When they get home these two young men see what we all see on the television, our phones, tablets and laptops: chaos at Gazan feeding stations, skeletal children, grieving mothers and fathers weeping over the white shrouds covering their children, refugees murdered by Israeli forces as they try to get food, endless bombing and indiscriminate destruction.
 
Then the next day they don their uniforms and go out and arrest a few more people protesting this indescribable horror.
 
Arresting the protestor in the photograph may not mean that the policemen agree with what’s going on in Gaza. But it does mean that they are able to ignore it to the point where they are content to action the legislation that criminalises (some of) those who oppose it.
 
Question: why you are arresting this protestor?
Answer: because they might be breaking the law.
Question: is there any law you would refuse to action?
Answer: no.
Question: why?
Answer: because I am bound as a police officer to action the law.
Question: if you knew that this protestor would spend the next 14 years in jail as a result of your arrest, would you still arrest them?
Answer:  Yes.
 
In 1970 Albert Hirschman published his ‘Exit, Voice and Loyalty’, outlining the three options open to any of us working in an organisation some of whose activities we don’t endorse. ‘Voice’ relates to us voicing a complaint within the organisation, ‘Loyalty’ refers to us knuckling down and getting on with it, and ‘Exit’ involves us leaving the organisation.
 
The two policemen in the photograph are driven by Loyalty, but I'm left wondering what it would take for them to go for Voice - or even Exit?
 
In the 1945-6 Nuremberg trials it was determined that following orders was not sufficient defence to avoid punishment for war crimes.
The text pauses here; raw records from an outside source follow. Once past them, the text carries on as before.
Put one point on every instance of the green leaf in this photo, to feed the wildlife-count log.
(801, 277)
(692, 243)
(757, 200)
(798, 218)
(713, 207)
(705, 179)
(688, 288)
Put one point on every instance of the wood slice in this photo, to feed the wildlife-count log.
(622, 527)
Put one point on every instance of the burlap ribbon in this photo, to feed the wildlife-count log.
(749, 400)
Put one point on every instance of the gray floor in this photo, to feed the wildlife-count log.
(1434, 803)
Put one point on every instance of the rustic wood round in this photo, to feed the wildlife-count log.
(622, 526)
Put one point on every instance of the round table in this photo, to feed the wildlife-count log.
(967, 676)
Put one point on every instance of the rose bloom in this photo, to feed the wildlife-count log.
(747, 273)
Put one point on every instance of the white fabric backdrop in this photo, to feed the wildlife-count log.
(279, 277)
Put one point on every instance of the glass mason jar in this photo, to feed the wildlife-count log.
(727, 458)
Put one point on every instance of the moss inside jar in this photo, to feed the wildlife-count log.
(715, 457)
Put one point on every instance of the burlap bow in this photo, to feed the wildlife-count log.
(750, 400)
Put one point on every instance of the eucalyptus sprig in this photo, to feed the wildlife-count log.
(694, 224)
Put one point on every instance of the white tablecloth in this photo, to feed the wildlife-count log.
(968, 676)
Our two policemen are not committing a war crime, though the people they are protecting from protest most certainly are.
​
Picture
​Question: what did you do to stop the genocide/war crimes/holocaust in Gaza, Daddy?
Answer: I arrested a man in a wheelchair dressed as Charlie Chaplin, carrying a copy of Picasso’s Guernica dressed in the colours of the Palestinian flag, while he played an excerpt from Chaplin’s iconic speech in ‘The Great Dictator’.
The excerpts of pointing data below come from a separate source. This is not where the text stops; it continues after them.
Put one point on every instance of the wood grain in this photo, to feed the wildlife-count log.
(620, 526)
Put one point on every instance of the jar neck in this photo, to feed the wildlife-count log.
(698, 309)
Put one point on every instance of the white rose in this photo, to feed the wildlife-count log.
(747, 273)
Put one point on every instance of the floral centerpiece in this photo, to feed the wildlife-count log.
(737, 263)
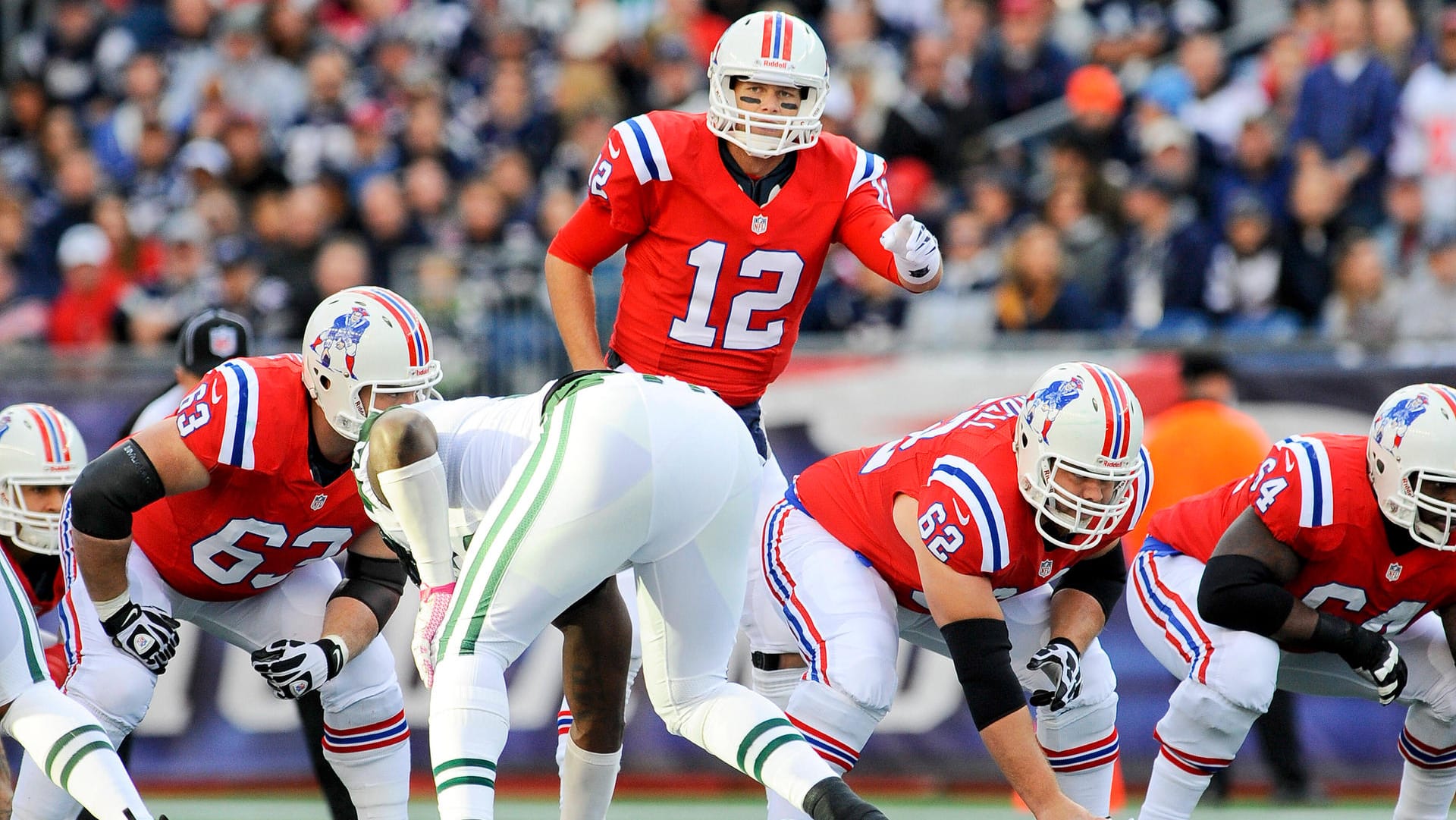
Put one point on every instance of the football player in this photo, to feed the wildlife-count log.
(41, 454)
(990, 538)
(1327, 571)
(229, 514)
(561, 490)
(727, 218)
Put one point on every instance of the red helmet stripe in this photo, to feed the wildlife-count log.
(1107, 402)
(47, 437)
(1446, 394)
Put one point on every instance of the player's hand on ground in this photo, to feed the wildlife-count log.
(918, 253)
(1060, 661)
(1066, 810)
(296, 668)
(435, 603)
(146, 634)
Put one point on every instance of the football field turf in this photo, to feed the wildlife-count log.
(734, 809)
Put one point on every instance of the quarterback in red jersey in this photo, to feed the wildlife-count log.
(974, 538)
(237, 506)
(727, 218)
(1327, 571)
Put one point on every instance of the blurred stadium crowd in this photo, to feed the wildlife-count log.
(161, 156)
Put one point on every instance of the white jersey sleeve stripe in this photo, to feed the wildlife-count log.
(242, 416)
(981, 500)
(1316, 504)
(644, 149)
(868, 168)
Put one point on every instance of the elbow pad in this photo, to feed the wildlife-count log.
(373, 582)
(1242, 593)
(981, 650)
(1103, 577)
(111, 490)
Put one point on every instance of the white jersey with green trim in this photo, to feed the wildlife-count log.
(479, 438)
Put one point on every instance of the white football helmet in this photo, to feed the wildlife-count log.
(1410, 449)
(366, 337)
(775, 49)
(38, 448)
(1081, 419)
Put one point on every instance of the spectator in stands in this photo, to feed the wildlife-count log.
(187, 286)
(69, 204)
(1395, 39)
(1366, 305)
(246, 291)
(1087, 239)
(136, 258)
(319, 139)
(85, 313)
(24, 316)
(1346, 115)
(1095, 99)
(1401, 228)
(1220, 104)
(1021, 69)
(1161, 273)
(1429, 303)
(929, 120)
(1310, 242)
(1244, 274)
(76, 55)
(391, 231)
(1257, 166)
(1036, 294)
(1426, 137)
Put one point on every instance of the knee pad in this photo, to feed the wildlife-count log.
(870, 685)
(1203, 721)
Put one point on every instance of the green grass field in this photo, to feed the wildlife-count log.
(736, 809)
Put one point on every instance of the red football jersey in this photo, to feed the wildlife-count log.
(963, 473)
(262, 514)
(708, 270)
(1313, 494)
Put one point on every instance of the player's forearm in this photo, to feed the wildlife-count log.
(1076, 617)
(574, 305)
(1012, 743)
(102, 564)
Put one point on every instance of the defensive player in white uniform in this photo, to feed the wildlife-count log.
(565, 487)
(41, 454)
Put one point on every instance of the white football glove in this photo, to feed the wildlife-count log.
(918, 253)
(435, 603)
(1060, 661)
(296, 668)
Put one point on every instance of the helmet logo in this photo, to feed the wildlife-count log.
(343, 338)
(1050, 400)
(1391, 427)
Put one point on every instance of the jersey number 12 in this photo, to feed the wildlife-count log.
(708, 261)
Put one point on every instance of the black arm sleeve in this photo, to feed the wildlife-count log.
(1242, 593)
(981, 650)
(1103, 577)
(373, 582)
(111, 489)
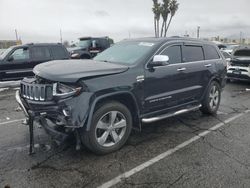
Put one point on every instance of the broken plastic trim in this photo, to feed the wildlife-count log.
(74, 91)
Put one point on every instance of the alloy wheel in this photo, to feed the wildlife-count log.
(110, 129)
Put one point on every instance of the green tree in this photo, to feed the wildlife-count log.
(173, 7)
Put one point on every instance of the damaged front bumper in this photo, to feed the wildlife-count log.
(59, 118)
(40, 117)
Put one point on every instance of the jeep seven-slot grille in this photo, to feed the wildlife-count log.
(37, 92)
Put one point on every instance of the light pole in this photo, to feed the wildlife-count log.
(198, 32)
(61, 36)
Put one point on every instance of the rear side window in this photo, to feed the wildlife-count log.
(40, 52)
(211, 52)
(192, 53)
(20, 54)
(174, 54)
(58, 52)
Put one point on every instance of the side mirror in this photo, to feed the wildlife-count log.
(159, 60)
(10, 58)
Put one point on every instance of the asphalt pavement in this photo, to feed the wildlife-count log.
(191, 150)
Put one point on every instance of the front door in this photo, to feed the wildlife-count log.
(162, 83)
(177, 84)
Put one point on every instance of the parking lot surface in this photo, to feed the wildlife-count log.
(219, 158)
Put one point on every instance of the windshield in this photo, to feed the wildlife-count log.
(245, 53)
(5, 53)
(84, 43)
(127, 52)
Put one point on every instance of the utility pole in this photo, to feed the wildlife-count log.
(61, 35)
(240, 37)
(16, 35)
(198, 32)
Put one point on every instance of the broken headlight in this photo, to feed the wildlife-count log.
(64, 91)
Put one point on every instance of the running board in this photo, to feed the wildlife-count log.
(153, 119)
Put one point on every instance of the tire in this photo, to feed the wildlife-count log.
(211, 101)
(110, 128)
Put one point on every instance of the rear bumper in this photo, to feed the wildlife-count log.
(238, 76)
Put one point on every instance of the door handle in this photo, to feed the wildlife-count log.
(181, 69)
(208, 65)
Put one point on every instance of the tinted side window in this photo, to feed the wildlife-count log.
(20, 54)
(211, 52)
(174, 54)
(40, 52)
(58, 52)
(192, 53)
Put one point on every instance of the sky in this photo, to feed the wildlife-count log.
(42, 20)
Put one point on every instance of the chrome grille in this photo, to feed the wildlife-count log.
(37, 92)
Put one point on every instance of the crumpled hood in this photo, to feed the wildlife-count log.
(73, 70)
(75, 49)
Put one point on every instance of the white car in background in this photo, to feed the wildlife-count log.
(239, 66)
(230, 48)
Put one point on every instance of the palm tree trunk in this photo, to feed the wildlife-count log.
(155, 27)
(166, 30)
(162, 26)
(158, 28)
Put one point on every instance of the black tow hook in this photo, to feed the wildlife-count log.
(31, 130)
Question: Why did he play that speech?
Answer: It might have been this bit. Very powerful, but absolutely nothing to do with me.
‘Soldiers! Don’t give yourselves to brutes - men who despise you - enslave you - who regiment your lives - tell you what to do - what to think and what to feel! Who drill you - diet you - treat you like cattle, use you as cannon fodder. Don’t give yourselves to these unnatural men - machine men with machine minds and machine hearts! You are not machines! You are not cattle! You are men! You have the love of humanity in your hearts! You don’t hate! Only the unloved hate - the unloved and the unnatural! Soldiers! Don’t fight for slavery! Fight for liberty!’